加えて、「社会的なメリットがある」(寺尾氏)こともデビットカードの特徴だ。デビットカードでの決済は、原理的に「ATMで現金口座から現金を引き出し、その現金を持って店舗に行き、商品を購入する」のと同じだ。現金を引き出す手間がなくなり、現金を持ち運ぶ必要もないため、「脱現金化」につながる。これによってATM維持コスト、現金運搬などの関連コストが削減できるというのがメリットの1つだ。店舗にとっても、現金が減れば入金、両替などの手数料が削減できる。
銀行にとってのメリットも大きい。従来のキャッシュカードは頻繁に使うものではなかったが、デビットカードは支払いのたびに使うため、銀行にとっては顧客との接点が増える。

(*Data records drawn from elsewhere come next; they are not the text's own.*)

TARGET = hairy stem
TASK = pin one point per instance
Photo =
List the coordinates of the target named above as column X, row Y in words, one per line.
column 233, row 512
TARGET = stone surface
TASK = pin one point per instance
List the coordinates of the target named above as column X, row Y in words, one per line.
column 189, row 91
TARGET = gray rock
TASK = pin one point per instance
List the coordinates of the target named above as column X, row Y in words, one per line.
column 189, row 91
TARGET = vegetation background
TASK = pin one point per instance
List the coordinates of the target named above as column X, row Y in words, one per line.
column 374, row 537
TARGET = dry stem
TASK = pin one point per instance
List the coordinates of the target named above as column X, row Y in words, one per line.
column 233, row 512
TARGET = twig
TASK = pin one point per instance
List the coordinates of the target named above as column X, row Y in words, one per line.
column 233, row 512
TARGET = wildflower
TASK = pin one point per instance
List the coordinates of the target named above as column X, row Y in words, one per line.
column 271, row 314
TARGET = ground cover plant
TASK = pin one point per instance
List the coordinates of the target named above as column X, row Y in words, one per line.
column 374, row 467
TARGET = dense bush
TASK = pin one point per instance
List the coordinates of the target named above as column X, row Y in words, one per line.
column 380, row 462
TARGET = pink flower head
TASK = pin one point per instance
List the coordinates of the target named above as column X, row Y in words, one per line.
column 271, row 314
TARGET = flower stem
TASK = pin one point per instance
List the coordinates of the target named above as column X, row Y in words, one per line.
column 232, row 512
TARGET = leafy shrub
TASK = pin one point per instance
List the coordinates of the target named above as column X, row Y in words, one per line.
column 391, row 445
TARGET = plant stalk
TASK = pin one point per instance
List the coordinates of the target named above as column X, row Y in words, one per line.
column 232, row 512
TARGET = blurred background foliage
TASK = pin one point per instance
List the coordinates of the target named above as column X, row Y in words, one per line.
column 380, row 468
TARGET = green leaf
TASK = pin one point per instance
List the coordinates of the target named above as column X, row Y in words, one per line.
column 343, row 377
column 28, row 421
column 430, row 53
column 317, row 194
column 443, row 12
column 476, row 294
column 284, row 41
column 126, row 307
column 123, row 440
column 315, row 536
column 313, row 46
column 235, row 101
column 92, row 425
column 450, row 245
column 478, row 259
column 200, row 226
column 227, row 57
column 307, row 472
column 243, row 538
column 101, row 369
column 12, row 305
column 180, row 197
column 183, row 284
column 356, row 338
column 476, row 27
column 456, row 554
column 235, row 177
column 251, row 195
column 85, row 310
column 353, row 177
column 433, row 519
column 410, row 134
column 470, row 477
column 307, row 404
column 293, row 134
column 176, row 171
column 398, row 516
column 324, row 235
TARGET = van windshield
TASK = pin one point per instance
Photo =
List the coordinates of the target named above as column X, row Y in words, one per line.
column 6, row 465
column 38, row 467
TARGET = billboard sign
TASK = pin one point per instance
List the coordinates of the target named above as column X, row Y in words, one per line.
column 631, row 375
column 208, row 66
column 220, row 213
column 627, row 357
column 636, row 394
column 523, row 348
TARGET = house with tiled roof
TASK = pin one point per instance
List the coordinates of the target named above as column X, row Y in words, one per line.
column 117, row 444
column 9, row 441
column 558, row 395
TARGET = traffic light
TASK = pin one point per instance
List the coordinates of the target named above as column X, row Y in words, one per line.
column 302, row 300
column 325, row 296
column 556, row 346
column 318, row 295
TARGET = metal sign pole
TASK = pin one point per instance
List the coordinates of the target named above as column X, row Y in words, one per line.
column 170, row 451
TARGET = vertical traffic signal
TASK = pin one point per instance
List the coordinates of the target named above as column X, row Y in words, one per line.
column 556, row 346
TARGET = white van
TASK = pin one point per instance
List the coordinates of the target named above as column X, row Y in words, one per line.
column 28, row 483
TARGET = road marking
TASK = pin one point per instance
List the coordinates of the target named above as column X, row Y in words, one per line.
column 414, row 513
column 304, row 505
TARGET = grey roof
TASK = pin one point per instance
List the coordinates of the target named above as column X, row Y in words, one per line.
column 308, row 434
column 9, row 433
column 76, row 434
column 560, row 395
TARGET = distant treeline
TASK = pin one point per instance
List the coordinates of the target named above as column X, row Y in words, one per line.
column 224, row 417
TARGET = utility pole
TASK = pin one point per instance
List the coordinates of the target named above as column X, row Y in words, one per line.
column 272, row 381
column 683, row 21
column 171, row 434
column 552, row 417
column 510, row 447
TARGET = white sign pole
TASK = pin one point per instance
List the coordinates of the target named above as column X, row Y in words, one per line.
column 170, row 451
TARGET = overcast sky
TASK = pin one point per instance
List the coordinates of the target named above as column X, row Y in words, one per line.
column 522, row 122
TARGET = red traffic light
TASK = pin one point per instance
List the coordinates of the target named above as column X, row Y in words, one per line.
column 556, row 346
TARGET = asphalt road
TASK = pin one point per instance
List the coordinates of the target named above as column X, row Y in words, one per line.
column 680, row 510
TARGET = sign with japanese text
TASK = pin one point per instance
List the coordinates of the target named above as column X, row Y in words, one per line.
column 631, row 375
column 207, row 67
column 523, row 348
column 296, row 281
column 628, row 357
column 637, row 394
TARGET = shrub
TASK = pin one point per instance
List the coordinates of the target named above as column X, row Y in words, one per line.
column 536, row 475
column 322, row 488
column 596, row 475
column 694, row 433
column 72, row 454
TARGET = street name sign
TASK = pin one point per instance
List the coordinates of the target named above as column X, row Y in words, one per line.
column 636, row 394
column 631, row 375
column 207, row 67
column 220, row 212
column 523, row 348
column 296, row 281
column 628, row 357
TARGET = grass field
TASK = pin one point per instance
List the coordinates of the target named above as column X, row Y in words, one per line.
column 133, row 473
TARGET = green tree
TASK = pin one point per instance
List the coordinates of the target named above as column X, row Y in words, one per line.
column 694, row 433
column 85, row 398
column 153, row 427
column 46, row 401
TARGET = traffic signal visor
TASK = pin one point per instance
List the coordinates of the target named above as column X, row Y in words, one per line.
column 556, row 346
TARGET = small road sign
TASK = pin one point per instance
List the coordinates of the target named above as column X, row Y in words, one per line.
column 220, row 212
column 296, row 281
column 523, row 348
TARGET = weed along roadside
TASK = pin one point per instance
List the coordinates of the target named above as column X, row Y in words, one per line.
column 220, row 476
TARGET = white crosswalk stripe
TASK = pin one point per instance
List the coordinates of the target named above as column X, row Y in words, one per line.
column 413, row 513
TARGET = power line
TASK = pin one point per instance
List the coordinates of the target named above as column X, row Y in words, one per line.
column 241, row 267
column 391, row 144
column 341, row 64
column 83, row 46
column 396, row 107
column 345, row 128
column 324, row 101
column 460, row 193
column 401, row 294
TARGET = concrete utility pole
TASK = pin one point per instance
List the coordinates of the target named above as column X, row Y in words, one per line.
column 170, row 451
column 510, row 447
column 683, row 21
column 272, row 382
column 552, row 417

デビットカードは、いわば現金のデジタル化になるため、利用者の決済データが銀行側で把握できるようになり、こうしたデータを活用したマーケティングなどのデータ利活用につなげられる。
デビットカードに注力する千葉銀行、アプリによる顧客接点の拡大も
こうした点からデビットカードに力を入れているのが千葉銀行だ。もともと同社ではグループ会社がカードビジネスを行ってきたが、千葉銀行本体でもカードビジネスに取り組むようになったという。その背景には、「2025年にキャッシュレス比率40%」という政府目標の達成が「確実視されている」(千葉銀行執行役員カード事業部長・俣木洋一氏)点がある。
キャッシュレス化が進展すると、「従来銀行が関与していた決済取引は縮小する」(同)。そのため、銀行本体で本気になって取り組む必要がある、と判断したという。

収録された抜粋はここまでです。